August 10, 2014
Corporate Tax Inversion
Corporations are among our oldest institutions. Something like a joint stock company probably triggered the earliest formal written communication—the accounting ledger. It should be unsurprising that the early traders of Mesopotamia used a corporation. Trade was risky outside the walled city, and spreading that risk over many households allowed for the collection of enough financial capital to pay for prime trade goods, fast mounts and armed guards.
This risky trade had to pay better than baking bread, and so profits to these traders were higher than those to other merchants. Some folks who are sweetly innocent of the workings of the world think these profits are a nuisance and distraction to the workings of an economy. They should be quietly ignored until human nature changes.
Over the past few years we hear a great deal about the evilness of corporations, and how they should not be treated, in law, as people. The latter idea deserves some modest discussion. There is symmetry in the law. If we wish to hold corporations liable for infractions of a law, we must also permit them to speak out against laws they judge wrong, or support those they judge right. It is a simple matter really.
Corporations are easy to demagogue, as is now happening as one political party suffers a summer of discontent. In the coming weeks we will hear how evil and unpatriotic it is for American corporations to merge with foreign firms and so dodge U.S. taxes. This is called 'inversion' and according to White House sources will be the target of Mr. Obama's much anticipated spate of executive actions he will undertake just before the election.

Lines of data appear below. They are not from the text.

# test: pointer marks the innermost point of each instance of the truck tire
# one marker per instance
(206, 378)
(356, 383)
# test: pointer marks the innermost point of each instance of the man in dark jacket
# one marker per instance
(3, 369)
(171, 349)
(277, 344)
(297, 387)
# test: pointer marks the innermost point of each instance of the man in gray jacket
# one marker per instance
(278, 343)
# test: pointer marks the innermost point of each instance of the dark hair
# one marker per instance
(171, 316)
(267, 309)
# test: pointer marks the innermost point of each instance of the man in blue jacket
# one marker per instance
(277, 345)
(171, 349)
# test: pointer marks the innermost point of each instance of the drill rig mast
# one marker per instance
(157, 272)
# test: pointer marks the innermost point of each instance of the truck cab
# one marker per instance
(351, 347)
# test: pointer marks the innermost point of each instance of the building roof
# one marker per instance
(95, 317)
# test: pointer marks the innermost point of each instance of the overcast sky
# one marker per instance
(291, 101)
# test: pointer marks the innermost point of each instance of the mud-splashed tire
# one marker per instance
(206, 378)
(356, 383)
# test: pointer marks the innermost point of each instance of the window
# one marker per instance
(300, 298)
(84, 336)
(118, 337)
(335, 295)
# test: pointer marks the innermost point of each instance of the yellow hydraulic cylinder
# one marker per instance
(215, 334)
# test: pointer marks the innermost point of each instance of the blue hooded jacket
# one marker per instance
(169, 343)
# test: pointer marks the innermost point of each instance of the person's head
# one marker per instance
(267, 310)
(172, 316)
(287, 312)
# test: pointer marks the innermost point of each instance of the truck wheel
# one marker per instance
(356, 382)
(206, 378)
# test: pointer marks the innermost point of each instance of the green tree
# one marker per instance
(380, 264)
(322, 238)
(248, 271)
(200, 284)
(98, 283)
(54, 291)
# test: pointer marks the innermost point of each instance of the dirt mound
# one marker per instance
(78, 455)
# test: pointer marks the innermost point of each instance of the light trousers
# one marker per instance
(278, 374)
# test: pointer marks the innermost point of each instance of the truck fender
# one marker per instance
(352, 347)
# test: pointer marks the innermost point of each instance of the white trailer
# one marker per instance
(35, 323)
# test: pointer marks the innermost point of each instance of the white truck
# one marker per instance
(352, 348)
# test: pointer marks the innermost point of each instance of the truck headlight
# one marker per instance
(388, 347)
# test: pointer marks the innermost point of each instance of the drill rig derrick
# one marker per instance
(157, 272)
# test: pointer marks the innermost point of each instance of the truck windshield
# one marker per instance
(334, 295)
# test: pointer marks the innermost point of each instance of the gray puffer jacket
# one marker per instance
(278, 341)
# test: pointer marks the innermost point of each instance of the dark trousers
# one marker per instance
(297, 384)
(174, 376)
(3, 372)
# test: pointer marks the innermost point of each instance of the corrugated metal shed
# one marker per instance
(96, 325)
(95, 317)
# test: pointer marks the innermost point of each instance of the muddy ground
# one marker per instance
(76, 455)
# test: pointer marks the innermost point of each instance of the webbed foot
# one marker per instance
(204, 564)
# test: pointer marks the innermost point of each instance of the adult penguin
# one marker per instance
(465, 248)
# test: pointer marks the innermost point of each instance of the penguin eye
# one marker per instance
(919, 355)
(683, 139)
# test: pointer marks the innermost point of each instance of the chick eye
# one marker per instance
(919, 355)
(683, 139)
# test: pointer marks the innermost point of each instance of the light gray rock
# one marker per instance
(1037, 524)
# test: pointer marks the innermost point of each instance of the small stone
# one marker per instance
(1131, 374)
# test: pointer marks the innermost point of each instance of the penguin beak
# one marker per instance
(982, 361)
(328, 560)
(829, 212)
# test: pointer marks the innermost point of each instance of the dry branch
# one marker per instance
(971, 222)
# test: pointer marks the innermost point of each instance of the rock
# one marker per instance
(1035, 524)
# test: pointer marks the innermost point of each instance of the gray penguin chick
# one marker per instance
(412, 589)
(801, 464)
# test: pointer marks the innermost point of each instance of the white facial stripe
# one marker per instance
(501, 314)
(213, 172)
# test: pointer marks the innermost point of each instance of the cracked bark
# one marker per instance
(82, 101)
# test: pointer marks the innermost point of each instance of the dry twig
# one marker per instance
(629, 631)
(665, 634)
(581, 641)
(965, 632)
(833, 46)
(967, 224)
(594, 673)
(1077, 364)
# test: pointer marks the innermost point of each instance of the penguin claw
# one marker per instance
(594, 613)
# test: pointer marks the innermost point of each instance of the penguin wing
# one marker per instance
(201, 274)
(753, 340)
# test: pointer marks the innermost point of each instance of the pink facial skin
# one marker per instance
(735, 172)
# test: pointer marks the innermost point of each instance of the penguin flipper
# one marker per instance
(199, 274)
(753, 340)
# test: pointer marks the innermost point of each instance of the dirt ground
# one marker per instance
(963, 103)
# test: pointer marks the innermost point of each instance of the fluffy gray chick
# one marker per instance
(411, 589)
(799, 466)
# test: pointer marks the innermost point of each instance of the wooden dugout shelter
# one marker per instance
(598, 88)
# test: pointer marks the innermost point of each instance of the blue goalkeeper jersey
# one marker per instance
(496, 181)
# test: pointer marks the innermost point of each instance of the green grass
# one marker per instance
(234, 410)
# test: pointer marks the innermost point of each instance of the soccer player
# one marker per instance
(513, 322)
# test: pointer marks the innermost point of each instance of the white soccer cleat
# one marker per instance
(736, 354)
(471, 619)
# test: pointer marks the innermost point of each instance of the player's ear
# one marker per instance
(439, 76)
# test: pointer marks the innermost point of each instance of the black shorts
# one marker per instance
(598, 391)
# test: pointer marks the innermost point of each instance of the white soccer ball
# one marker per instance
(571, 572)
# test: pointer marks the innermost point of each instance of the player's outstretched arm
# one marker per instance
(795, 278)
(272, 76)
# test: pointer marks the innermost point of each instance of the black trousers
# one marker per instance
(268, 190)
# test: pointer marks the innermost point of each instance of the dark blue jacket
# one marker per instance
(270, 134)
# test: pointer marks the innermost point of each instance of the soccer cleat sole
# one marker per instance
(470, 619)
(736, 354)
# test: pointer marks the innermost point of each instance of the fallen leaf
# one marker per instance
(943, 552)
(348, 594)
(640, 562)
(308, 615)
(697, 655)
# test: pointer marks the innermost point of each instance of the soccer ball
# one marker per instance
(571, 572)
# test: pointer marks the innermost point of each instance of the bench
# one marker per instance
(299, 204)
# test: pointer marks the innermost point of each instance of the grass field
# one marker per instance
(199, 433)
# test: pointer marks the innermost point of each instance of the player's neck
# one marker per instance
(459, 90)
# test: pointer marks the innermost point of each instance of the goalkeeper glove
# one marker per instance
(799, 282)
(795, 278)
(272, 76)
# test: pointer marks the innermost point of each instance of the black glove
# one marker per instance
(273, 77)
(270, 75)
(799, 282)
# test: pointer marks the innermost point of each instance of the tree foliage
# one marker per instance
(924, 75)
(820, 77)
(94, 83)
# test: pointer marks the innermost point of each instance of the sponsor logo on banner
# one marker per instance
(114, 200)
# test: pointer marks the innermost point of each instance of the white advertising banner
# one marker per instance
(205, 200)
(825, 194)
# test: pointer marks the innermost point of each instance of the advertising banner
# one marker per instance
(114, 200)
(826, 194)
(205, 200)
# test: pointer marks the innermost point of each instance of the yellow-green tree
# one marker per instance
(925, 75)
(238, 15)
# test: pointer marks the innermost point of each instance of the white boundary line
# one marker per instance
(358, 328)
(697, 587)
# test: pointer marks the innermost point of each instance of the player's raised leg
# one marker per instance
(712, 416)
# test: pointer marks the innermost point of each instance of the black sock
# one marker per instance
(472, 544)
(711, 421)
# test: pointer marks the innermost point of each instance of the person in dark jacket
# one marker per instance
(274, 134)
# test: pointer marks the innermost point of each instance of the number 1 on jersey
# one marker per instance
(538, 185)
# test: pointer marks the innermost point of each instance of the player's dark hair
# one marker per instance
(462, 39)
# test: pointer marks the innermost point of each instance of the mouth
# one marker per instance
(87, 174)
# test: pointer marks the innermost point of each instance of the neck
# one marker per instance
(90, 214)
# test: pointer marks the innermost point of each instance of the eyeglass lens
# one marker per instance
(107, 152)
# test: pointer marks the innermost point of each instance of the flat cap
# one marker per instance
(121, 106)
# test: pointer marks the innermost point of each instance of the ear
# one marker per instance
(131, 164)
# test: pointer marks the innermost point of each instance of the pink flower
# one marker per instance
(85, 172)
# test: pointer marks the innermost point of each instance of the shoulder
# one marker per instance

The problem is that this administration has long ignored real corporate tax reform, which could have raised more tax dollars and kept more corporations at home. Here's how that might have worked.
There are so many tax loopholes that a fine team of lawyers and accountants can reduce tax liability of many corporations to zero. As I have mentioned before in this space, GE paid less federal income tax last year than did Ball State. That is not a problem with GE's patriotism. It is a problem with political courage and leadership.
U.S. corporate tax rates are the highest in the developed world, but many businesses can find effective loopholes and pay almost nothing. The tax is complicated and unfair, and that is why corporations who cannot find loopholes are moving overseas. Calling them unpatriotic won't work. They can hire patriotic French lawyers to help them move to Paris, where corporate tax rates are lower.
Corporate taxes are viewed by economists as among the least efficient way to collect revenue. To pay these taxes, corporations reduce their payments not only to stockholders but also workers. Some studies suggest 70 percent of corporate taxes come from wages.
What we need nationally is the type of tax simplification effort that Indiana is now trying. That'll take a bit more political courage and leadership than the current administration can muster.